FAA constructing new ‘nerve center’

Aviation International News » January 2009
December 31, 2008, 7:01 AM

Federal and local officials broke ground early last month for a new Air Traffic Control System Command Center colocated with the FAA’s Potomac Tracon southwest of Dulles International Airport (IAD).

Placing the command center adjacent to Potomac Tracon enables the FAA to use utilities and infrastructure put in place when the Tracon was built several years ago on land that once was the home of the Vint Hill Farm military base. The existing command center on leased land next to IAD will close when its lease expires in 2011.

Acting FAA Administrator Robert Sturgell described the command center as the FAA’s nerve center. “NASA has mission control, we have this,” he said. While the command center does not directly control traffic, it oversees the nation’s entire ATC system, including control towers, approach and departure facilities and en route centers. The new 63,000-sq-ft building will also monitor all electronic navigation aids.
The center’s main mission is management of the entire airspace system to balance demand with capacity, and to deal with weather and other potential disruptions to air traffic.
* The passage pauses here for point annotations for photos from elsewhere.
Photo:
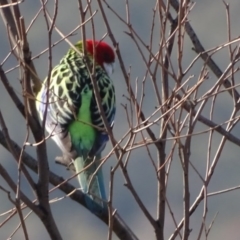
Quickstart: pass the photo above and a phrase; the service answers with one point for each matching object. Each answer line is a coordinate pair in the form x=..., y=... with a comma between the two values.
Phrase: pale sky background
x=208, y=18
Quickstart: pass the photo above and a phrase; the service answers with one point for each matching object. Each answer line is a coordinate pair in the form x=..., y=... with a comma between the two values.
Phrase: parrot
x=67, y=104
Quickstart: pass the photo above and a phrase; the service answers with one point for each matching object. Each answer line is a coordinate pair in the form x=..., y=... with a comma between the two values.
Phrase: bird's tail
x=91, y=182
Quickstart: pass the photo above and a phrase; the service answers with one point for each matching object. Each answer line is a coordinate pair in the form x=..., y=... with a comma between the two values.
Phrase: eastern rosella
x=72, y=114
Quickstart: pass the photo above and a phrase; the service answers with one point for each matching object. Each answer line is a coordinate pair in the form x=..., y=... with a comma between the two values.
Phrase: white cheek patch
x=109, y=67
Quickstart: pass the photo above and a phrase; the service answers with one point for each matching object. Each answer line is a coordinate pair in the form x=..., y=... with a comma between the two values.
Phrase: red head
x=103, y=52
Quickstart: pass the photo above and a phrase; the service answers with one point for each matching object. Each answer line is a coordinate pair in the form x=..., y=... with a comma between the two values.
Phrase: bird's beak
x=109, y=68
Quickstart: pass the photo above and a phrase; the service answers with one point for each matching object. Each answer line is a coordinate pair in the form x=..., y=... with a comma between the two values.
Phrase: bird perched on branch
x=67, y=104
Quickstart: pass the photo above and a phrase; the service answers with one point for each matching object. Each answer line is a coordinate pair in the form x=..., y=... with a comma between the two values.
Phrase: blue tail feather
x=92, y=186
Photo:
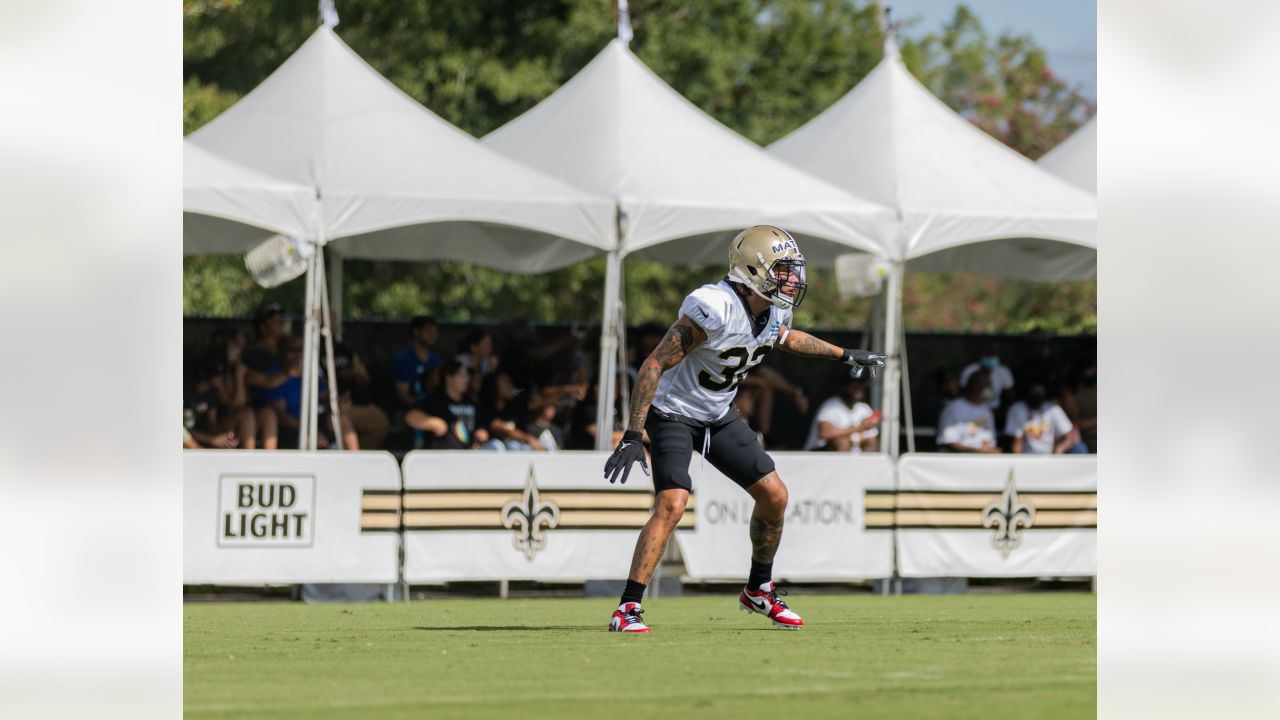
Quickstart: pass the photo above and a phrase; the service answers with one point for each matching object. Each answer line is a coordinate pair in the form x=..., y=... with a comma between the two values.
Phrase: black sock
x=760, y=574
x=632, y=592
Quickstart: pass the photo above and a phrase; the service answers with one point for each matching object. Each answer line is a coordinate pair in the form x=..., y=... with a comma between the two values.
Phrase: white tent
x=228, y=208
x=391, y=180
x=952, y=185
x=682, y=182
x=617, y=130
x=967, y=203
x=1075, y=159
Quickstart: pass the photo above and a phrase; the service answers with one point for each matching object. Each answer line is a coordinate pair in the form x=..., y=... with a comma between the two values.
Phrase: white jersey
x=702, y=386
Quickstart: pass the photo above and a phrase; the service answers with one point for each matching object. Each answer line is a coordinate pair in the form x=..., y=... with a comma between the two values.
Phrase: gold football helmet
x=768, y=260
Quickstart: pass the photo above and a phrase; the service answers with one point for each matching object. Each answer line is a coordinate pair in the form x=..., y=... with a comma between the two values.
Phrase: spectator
x=502, y=413
x=845, y=423
x=476, y=355
x=1038, y=425
x=448, y=418
x=200, y=417
x=581, y=428
x=968, y=424
x=263, y=373
x=410, y=364
x=543, y=425
x=286, y=400
x=1082, y=405
x=356, y=397
x=233, y=384
x=1001, y=377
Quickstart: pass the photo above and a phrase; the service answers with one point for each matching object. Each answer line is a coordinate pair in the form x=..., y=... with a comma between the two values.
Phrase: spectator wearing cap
x=1080, y=404
x=845, y=423
x=967, y=423
x=414, y=361
x=286, y=400
x=263, y=369
x=476, y=355
x=356, y=401
x=1038, y=425
x=1001, y=384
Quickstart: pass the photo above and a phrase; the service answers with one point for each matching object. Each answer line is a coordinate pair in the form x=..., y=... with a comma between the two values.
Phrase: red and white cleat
x=766, y=602
x=627, y=619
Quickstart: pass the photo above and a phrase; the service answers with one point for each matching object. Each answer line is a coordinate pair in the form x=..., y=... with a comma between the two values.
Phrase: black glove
x=860, y=359
x=629, y=450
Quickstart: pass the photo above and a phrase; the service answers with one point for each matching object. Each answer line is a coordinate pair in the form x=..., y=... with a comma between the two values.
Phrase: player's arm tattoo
x=681, y=337
x=766, y=536
x=800, y=342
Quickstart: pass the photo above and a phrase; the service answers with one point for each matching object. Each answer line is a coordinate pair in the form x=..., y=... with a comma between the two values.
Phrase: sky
x=1068, y=30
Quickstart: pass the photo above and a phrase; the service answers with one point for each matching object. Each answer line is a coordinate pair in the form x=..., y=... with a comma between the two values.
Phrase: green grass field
x=860, y=656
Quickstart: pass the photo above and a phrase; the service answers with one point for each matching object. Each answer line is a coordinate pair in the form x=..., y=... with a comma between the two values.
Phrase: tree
x=1002, y=85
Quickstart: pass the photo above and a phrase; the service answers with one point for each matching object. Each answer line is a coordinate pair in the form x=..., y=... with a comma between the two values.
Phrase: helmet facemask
x=767, y=260
x=786, y=282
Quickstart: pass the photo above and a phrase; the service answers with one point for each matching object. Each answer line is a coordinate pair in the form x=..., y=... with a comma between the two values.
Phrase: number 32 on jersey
x=737, y=364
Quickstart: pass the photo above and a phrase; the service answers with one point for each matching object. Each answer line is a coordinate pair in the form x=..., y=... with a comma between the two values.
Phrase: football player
x=684, y=399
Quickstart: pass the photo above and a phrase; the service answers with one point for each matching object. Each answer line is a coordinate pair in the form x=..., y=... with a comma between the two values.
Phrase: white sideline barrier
x=467, y=518
x=287, y=516
x=823, y=536
x=519, y=516
x=993, y=515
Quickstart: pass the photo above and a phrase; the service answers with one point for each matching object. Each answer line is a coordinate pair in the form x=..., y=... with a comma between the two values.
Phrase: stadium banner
x=992, y=515
x=824, y=536
x=289, y=516
x=521, y=516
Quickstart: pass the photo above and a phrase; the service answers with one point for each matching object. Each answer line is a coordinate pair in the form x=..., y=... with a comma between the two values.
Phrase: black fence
x=1054, y=359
“The command center gives us the big picture,” said Sturgell. “It’s where we untangle the bottlenecks before they ripple through the rest of the airspace. Every morning, bright and early, and continuing every two hours throughout the day, there’s a teleconference about the status of the national airspace.”

About 300 controllers, managers and support staff members will move from the existing facility to the $22 million command center, which the FAA said will house some of the most sophisticated air traffic display and communications equipment available. Equipping the center will cost an estimated $46 million.